Search code examples
cnumerical-methodsfixed-point

Algorithm for fixed-point multiplication


I'm trying to rescale a timestamp (fractional part of seconds only) from nanoseconds (units of 10^-9 seconds) to the lower half of an NTP timestamp (units of 2^-32 seconds). Effectively this means multiplying by 4.2949673. But I need to do it without floating-point math, and without using integers larger than 32 bits (in fact, I'm actually writing this for an 8-bit microcontroller, so even 32-bit math is expensive, especially divisions).

I've come up with a few algorithms that work reasonably well, but I don't have any real grounding in numerical methods so I'd appreciate any suggestions as to how to improve them, or any other algorithms that would be more accurate and/or faster.

Algorithm 1

uint32_t intts = (ns >> 16) * 281474 + (ns << 16) / 15259 + ns / 67078;

The first two constants were chosen to slightly undershoot, rather than overshoot, the correct figure, and the final factor of 67078 was determined empirically to correct for this. Produces results within +/- 4 NTP units of the correct value, which is +/- 1 ns -- acceptable, but the residual changes with ns. I guess I could add another term.

Algorithm 2

uint32_t ns2 = (2 * ns) + 1;
uint32_t intts = (ns2 << 1)
  + (ns2 >> 3) + (ns2 >> 6) + (ns2 >> 8) + (ns2 >> 9) + (ns2 >> 10)
  + (ns2 >> 16) + (ns2 >> 18) + (ns2 >> 19) + (ns2 >> 20) + (ns2 >> 21)
  + (ns2 >> 22) + (ns2 >> 24) + (ns2 >> 30) + 3;

Based on the binary expansion of 4.2949673 (actually based on the binary expansion of 2.14748365, since I start by doubling and adding one to accomplish rounding). Possibly faster than algorithm 1 (I haven't gotten out the benchmarks yet). The +3 was determined empirically to cancel out undershoot from truncating all those low-order bits, but it doesn't do the best possible job.


Solution

  • uint32_t convert(uint32_t x) {
        const uint32_t chi = 0x4b82;
        const uint32_t clo = 0xfa09;
        const uint32_t round = 0x9525;
        const uint32_t xhi = x >> 16;
        const uint32_t xlo = x & 0xffff;
        uint32_t lowTerm = xlo*clo;
        uint32_t crossTerms = xhi*clo + xlo*chi;
        uint32_t rounded = crossTerms + (lowTerm >> 16) + round >> 16;
        uint32_t highTerm = xhi*chi;
        return (x << 2) + highTerm + rounded;
    }
    

    Basic fixed-point multiplication, simulating a 32x32 -> 64 product using four 16x16 -> 32 products.

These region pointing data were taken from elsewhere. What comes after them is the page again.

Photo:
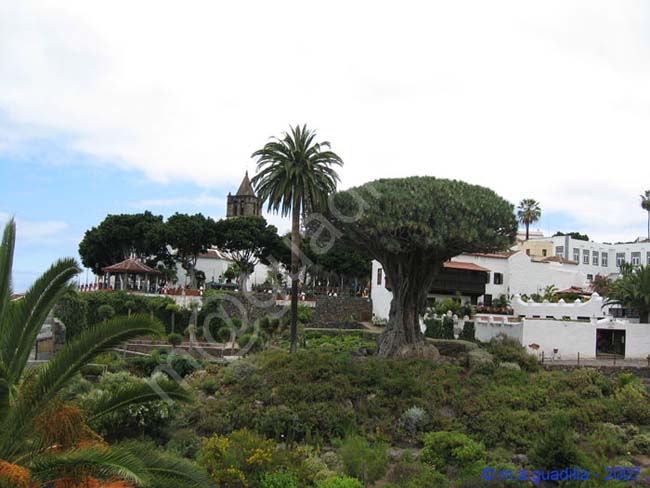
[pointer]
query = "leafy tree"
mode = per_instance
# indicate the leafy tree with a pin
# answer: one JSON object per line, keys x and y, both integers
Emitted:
{"x": 295, "y": 175}
{"x": 645, "y": 205}
{"x": 412, "y": 226}
{"x": 246, "y": 241}
{"x": 190, "y": 235}
{"x": 632, "y": 290}
{"x": 41, "y": 437}
{"x": 574, "y": 235}
{"x": 528, "y": 212}
{"x": 119, "y": 237}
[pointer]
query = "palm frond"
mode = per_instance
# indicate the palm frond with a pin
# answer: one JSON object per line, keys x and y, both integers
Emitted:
{"x": 52, "y": 377}
{"x": 168, "y": 470}
{"x": 99, "y": 462}
{"x": 137, "y": 394}
{"x": 28, "y": 315}
{"x": 6, "y": 265}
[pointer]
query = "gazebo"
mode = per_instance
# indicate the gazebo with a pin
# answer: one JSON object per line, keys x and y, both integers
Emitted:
{"x": 131, "y": 275}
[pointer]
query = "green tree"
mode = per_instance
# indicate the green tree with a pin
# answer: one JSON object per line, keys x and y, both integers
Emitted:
{"x": 119, "y": 237}
{"x": 645, "y": 205}
{"x": 190, "y": 235}
{"x": 412, "y": 226}
{"x": 246, "y": 241}
{"x": 528, "y": 213}
{"x": 29, "y": 439}
{"x": 295, "y": 174}
{"x": 632, "y": 290}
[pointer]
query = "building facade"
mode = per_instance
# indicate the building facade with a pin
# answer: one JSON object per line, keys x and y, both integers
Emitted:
{"x": 244, "y": 202}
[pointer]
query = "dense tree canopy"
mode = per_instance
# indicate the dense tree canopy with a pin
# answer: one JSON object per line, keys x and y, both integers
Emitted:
{"x": 632, "y": 290}
{"x": 575, "y": 235}
{"x": 118, "y": 237}
{"x": 190, "y": 235}
{"x": 411, "y": 226}
{"x": 247, "y": 241}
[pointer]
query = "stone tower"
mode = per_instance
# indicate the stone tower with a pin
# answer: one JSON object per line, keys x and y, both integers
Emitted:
{"x": 244, "y": 202}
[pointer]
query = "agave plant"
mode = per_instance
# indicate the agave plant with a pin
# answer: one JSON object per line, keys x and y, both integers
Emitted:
{"x": 43, "y": 441}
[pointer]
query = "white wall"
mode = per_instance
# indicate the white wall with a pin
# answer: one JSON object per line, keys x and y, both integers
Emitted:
{"x": 593, "y": 308}
{"x": 571, "y": 338}
{"x": 380, "y": 296}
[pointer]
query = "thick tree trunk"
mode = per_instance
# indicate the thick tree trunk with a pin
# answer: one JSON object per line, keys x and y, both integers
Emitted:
{"x": 295, "y": 272}
{"x": 403, "y": 336}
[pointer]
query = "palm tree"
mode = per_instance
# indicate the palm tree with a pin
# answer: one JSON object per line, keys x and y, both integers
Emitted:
{"x": 645, "y": 205}
{"x": 632, "y": 290}
{"x": 528, "y": 212}
{"x": 42, "y": 439}
{"x": 295, "y": 174}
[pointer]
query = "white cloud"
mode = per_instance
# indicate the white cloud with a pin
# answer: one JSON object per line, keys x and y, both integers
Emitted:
{"x": 534, "y": 99}
{"x": 202, "y": 200}
{"x": 35, "y": 232}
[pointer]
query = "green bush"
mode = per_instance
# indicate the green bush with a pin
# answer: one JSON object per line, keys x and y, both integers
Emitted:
{"x": 556, "y": 446}
{"x": 469, "y": 331}
{"x": 363, "y": 460}
{"x": 339, "y": 482}
{"x": 445, "y": 448}
{"x": 175, "y": 339}
{"x": 507, "y": 349}
{"x": 281, "y": 479}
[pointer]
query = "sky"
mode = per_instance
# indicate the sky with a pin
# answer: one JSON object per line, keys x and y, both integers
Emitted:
{"x": 122, "y": 106}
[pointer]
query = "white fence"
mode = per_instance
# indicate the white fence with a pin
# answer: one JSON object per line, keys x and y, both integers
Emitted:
{"x": 593, "y": 308}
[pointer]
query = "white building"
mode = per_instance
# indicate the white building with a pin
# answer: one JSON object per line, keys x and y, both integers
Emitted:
{"x": 508, "y": 274}
{"x": 595, "y": 258}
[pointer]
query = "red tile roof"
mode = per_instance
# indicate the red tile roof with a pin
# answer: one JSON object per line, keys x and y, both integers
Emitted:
{"x": 467, "y": 266}
{"x": 130, "y": 266}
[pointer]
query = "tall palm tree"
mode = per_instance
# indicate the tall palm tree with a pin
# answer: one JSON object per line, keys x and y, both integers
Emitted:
{"x": 295, "y": 174}
{"x": 645, "y": 205}
{"x": 528, "y": 212}
{"x": 42, "y": 439}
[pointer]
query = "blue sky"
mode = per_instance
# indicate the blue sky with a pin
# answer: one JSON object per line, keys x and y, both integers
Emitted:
{"x": 103, "y": 111}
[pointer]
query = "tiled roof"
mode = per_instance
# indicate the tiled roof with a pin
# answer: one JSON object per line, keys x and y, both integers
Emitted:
{"x": 494, "y": 255}
{"x": 130, "y": 266}
{"x": 214, "y": 254}
{"x": 557, "y": 259}
{"x": 467, "y": 266}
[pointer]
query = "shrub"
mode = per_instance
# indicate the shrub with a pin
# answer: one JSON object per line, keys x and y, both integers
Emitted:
{"x": 469, "y": 331}
{"x": 556, "y": 446}
{"x": 445, "y": 448}
{"x": 175, "y": 339}
{"x": 507, "y": 349}
{"x": 414, "y": 420}
{"x": 339, "y": 482}
{"x": 448, "y": 328}
{"x": 640, "y": 444}
{"x": 148, "y": 419}
{"x": 281, "y": 479}
{"x": 416, "y": 475}
{"x": 362, "y": 460}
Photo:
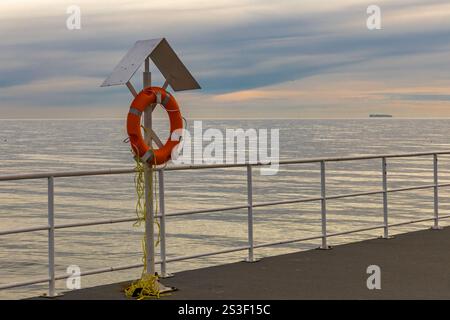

The constant round was chosen to minimize the error using a simple binary search. This expression is good to +/-0.6 NTP over the entire valid range.

    The leading 4 in the scale factor is handled in the shift. Compilers typically can generate pretty decent code for this type of thing, but it can often be streamlined with hand-written assembly if you need to.

    If you don't need so much accuracy, you can get rid of the lowTerm and round and get an answer that's good to +/-1.15 NTP:

    uint32_t convert(uint32_t x) {
        const uint32_t chi = 0x4b82;
        const uint32_t clo = 0xfa09;
        const uint32_t xhi = x >> 16;
        const uint32_t xlo = x & 0xffff;
        uint32_t crossTerms = xhi*clo + xlo*chi;
        uint32_t highTerm = xhi*chi;
        return (x << 2) + highTerm + (crossTerms >> 16) + 1;
    }